Gliomas, particularly glioblastoma multiforme (GBM), represent the most prevalent primary intracranial malignancies, characterized by high invasiveness, aggressive proliferation, and poor clinical outcomes. Recent studies have highlighted the critical role of tumor microenvironment interactions and cellular stress responses, including endoplasmic reticulum (ER) stress, in modulating glioma progression.

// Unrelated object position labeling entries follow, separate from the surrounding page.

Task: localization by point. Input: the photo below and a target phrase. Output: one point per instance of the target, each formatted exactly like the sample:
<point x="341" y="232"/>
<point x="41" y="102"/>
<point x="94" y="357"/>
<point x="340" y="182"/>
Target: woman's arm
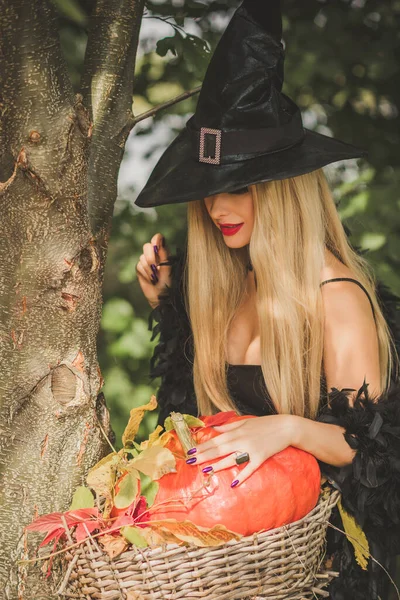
<point x="350" y="355"/>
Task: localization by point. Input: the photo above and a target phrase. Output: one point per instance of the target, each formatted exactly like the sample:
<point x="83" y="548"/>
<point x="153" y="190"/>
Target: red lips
<point x="230" y="229"/>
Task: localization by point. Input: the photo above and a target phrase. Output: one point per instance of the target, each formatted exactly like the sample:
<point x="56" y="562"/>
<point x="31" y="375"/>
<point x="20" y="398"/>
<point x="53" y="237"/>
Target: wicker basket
<point x="281" y="564"/>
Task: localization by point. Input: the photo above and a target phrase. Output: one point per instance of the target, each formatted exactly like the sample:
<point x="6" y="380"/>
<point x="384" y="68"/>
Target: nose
<point x="218" y="205"/>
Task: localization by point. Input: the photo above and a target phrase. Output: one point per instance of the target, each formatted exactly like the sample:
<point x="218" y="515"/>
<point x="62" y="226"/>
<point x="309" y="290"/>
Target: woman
<point x="269" y="307"/>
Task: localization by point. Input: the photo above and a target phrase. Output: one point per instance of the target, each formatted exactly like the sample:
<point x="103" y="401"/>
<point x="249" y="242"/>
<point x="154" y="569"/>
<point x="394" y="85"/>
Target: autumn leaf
<point x="134" y="536"/>
<point x="128" y="489"/>
<point x="195" y="535"/>
<point x="82" y="498"/>
<point x="154" y="462"/>
<point x="113" y="545"/>
<point x="149" y="488"/>
<point x="101" y="477"/>
<point x="52" y="523"/>
<point x="135" y="419"/>
<point x="190" y="420"/>
<point x="154" y="438"/>
<point x="356" y="537"/>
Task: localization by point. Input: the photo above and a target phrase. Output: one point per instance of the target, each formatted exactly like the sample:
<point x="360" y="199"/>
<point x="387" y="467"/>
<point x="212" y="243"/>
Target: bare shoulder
<point x="344" y="301"/>
<point x="351" y="352"/>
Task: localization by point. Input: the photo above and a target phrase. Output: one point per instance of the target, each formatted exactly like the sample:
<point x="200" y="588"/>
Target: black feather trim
<point x="370" y="488"/>
<point x="172" y="359"/>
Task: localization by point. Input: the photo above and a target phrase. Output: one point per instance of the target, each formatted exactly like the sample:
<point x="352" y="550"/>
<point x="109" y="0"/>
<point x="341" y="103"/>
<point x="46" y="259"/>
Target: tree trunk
<point x="59" y="161"/>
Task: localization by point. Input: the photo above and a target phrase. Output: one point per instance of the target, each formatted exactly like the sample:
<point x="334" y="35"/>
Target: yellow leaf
<point x="113" y="545"/>
<point x="154" y="462"/>
<point x="190" y="421"/>
<point x="128" y="490"/>
<point x="153" y="438"/>
<point x="101" y="477"/>
<point x="356" y="537"/>
<point x="135" y="419"/>
<point x="195" y="535"/>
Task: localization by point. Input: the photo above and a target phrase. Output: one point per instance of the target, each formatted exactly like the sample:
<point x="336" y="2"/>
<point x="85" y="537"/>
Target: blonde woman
<point x="269" y="311"/>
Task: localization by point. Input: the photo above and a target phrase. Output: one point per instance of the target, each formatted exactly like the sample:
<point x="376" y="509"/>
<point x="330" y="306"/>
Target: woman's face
<point x="233" y="214"/>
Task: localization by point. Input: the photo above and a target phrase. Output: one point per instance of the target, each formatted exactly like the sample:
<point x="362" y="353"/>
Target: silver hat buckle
<point x="211" y="160"/>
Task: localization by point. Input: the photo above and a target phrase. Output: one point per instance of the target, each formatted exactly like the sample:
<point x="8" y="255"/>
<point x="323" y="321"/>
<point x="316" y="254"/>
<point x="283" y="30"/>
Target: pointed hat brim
<point x="178" y="177"/>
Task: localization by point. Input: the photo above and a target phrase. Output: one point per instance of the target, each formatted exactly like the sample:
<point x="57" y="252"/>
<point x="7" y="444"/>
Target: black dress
<point x="370" y="485"/>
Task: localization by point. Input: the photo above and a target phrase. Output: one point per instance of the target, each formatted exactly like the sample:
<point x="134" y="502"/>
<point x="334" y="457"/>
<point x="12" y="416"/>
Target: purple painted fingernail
<point x="207" y="469"/>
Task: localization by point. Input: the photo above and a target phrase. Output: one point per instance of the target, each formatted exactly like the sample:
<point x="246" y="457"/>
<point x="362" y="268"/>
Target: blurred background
<point x="342" y="69"/>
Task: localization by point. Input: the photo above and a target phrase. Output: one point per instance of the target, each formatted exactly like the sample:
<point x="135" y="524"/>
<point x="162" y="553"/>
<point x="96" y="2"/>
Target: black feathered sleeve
<point x="172" y="359"/>
<point x="370" y="485"/>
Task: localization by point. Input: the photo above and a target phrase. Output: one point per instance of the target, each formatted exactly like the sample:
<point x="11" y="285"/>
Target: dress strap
<point x="354" y="281"/>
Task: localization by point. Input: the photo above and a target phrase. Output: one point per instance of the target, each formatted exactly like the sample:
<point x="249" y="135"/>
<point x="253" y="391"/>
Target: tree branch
<point x="132" y="120"/>
<point x="156" y="109"/>
<point x="107" y="88"/>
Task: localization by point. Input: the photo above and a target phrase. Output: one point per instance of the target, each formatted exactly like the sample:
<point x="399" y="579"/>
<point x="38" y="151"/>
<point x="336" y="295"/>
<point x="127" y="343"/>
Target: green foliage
<point x="341" y="66"/>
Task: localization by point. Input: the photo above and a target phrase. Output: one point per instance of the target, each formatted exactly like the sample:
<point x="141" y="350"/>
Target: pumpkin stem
<point x="182" y="431"/>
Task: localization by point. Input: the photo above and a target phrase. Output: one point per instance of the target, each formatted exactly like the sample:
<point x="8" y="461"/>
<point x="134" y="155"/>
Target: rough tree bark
<point x="59" y="160"/>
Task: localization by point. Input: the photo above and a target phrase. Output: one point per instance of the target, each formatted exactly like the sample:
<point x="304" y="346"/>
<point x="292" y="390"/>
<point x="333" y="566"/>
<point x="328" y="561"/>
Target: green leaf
<point x="72" y="10"/>
<point x="117" y="315"/>
<point x="82" y="498"/>
<point x="191" y="421"/>
<point x="134" y="536"/>
<point x="128" y="490"/>
<point x="149" y="489"/>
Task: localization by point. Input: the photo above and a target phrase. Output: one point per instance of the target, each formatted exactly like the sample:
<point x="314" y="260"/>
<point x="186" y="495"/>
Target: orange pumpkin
<point x="282" y="490"/>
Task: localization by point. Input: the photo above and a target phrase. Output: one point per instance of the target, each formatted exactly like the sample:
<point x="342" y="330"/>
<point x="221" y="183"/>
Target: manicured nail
<point x="207" y="469"/>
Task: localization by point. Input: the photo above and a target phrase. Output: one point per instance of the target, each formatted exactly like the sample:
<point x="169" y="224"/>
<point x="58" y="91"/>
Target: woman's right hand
<point x="152" y="277"/>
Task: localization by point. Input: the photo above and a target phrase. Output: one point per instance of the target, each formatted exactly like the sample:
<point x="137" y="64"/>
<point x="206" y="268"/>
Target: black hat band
<point x="215" y="146"/>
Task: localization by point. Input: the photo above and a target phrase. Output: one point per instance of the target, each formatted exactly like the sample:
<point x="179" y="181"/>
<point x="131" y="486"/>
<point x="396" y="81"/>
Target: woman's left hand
<point x="260" y="437"/>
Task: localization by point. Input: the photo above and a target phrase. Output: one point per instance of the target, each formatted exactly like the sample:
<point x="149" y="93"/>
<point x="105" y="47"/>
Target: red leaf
<point x="82" y="529"/>
<point x="56" y="534"/>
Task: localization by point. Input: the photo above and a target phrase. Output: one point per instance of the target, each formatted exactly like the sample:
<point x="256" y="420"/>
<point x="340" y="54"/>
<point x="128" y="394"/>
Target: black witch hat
<point x="244" y="130"/>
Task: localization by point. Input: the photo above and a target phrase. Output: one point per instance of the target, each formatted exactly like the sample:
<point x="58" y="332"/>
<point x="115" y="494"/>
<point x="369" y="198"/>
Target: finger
<point x="226" y="463"/>
<point x="146" y="267"/>
<point x="142" y="274"/>
<point x="245" y="473"/>
<point x="158" y="241"/>
<point x="150" y="255"/>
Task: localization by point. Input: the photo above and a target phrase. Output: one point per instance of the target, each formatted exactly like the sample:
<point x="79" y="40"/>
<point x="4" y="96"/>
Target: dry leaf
<point x="195" y="535"/>
<point x="135" y="419"/>
<point x="113" y="545"/>
<point x="153" y="438"/>
<point x="101" y="477"/>
<point x="356" y="537"/>
<point x="154" y="462"/>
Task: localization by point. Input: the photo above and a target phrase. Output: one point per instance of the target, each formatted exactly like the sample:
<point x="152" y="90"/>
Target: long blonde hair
<point x="294" y="221"/>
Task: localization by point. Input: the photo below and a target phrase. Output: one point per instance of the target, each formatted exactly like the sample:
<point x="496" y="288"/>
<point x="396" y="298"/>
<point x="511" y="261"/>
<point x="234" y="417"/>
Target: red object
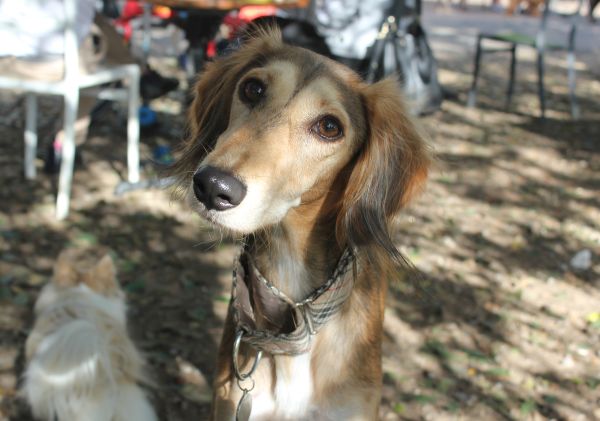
<point x="249" y="13"/>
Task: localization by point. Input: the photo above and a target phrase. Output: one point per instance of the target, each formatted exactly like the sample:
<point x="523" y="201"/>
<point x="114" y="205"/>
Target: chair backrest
<point x="552" y="9"/>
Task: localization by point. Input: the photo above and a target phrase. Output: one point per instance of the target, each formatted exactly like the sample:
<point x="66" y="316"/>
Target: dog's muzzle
<point x="217" y="189"/>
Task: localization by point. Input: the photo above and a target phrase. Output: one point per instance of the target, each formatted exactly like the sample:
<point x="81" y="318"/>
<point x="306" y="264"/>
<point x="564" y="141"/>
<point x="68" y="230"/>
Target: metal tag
<point x="244" y="408"/>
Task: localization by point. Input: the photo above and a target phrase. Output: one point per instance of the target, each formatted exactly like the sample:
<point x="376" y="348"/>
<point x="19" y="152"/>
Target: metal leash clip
<point x="244" y="407"/>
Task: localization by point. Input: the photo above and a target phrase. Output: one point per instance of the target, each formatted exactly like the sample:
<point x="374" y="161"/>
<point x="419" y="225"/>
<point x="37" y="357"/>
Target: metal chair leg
<point x="133" y="126"/>
<point x="472" y="98"/>
<point x="68" y="154"/>
<point x="30" y="135"/>
<point x="571" y="66"/>
<point x="511" y="81"/>
<point x="541" y="93"/>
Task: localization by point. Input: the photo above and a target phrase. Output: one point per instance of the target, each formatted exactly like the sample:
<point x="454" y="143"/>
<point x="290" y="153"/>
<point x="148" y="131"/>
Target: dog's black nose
<point x="217" y="189"/>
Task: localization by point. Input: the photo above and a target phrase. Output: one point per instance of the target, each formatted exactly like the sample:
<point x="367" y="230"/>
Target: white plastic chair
<point x="69" y="88"/>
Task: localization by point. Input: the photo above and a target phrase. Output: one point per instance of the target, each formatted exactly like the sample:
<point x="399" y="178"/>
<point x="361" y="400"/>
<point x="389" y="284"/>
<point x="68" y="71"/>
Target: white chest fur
<point x="292" y="395"/>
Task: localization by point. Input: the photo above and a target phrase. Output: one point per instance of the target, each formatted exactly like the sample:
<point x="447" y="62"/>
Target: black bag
<point x="402" y="49"/>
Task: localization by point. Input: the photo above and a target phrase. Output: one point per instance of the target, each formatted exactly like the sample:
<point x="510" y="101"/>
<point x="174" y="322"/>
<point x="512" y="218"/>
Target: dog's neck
<point x="300" y="253"/>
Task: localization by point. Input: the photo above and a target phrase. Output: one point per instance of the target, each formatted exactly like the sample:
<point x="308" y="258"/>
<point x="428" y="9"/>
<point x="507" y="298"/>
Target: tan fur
<point x="320" y="196"/>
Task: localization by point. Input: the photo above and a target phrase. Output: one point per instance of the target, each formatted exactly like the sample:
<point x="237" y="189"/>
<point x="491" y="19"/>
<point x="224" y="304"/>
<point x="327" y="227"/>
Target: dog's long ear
<point x="389" y="169"/>
<point x="208" y="115"/>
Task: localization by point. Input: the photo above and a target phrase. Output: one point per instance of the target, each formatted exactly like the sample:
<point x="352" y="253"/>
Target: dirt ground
<point x="498" y="325"/>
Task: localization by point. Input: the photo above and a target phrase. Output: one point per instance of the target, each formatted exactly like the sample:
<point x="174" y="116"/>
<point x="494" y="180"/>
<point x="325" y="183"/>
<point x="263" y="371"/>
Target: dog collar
<point x="302" y="319"/>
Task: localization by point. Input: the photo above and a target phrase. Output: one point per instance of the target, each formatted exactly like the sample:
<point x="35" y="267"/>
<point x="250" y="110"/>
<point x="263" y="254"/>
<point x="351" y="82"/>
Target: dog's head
<point x="273" y="127"/>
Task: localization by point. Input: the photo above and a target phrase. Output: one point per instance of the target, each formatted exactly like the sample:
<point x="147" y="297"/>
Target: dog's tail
<point x="73" y="375"/>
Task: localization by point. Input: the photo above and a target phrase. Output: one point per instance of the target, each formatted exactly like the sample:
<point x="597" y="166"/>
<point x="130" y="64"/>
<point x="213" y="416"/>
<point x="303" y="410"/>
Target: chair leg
<point x="133" y="126"/>
<point x="574" y="104"/>
<point x="472" y="98"/>
<point x="30" y="135"/>
<point x="511" y="81"/>
<point x="541" y="93"/>
<point x="68" y="154"/>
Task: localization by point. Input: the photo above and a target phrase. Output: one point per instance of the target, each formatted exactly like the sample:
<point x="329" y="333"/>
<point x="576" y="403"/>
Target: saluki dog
<point x="309" y="165"/>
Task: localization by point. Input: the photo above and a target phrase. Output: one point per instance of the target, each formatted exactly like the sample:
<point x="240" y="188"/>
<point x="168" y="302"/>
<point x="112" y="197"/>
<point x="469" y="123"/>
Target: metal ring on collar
<point x="236" y="349"/>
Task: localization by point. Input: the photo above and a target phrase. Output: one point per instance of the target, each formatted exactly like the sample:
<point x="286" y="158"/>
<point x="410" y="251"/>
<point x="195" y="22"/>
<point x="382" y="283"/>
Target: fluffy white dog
<point x="81" y="363"/>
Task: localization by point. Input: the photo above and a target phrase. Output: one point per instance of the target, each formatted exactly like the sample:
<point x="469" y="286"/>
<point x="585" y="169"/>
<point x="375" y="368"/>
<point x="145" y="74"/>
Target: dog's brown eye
<point x="252" y="91"/>
<point x="328" y="128"/>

While ER stress can induce autophagy and apoptosis, glioma cells exhibit remarkable plasticity, adapting to stress conditions and exploiting them to promote survival and self-renewal, thereby contributing to therapeutic resistance. In this study, we established an individualized ER stress risk score using glioma transcriptomic data, demonstrating its association with adverse prognosis, aggressive molecular subtypes, and pro-tumorigenic biological functions. Through systematic screening, we identified DERL3 as a core effector gene mediating ER stress adaptation. Functional validation revealed that DERL3 drove glioma proliferation and invasion by binding to and stabilizing Heterogeneous nuclear ribonucleoprotein A2/B1 (HNRNPA2B1), consequently activating the NF-κB signaling pathway. These findings elucidate the DERL3-HNRNPA2B1-NF-κB axis as a critical mechanistic link between ER stress adaptation and glioma malignancy. Targeting this axis may offer novel therapeutic strategies to overcome treatment resistance, providing significant translational potential for improving glioma management. This study advances our understanding of stress response mechanisms in tumorigenesis and underscores the clinical relevance of ER stress-related pathways in precision oncology.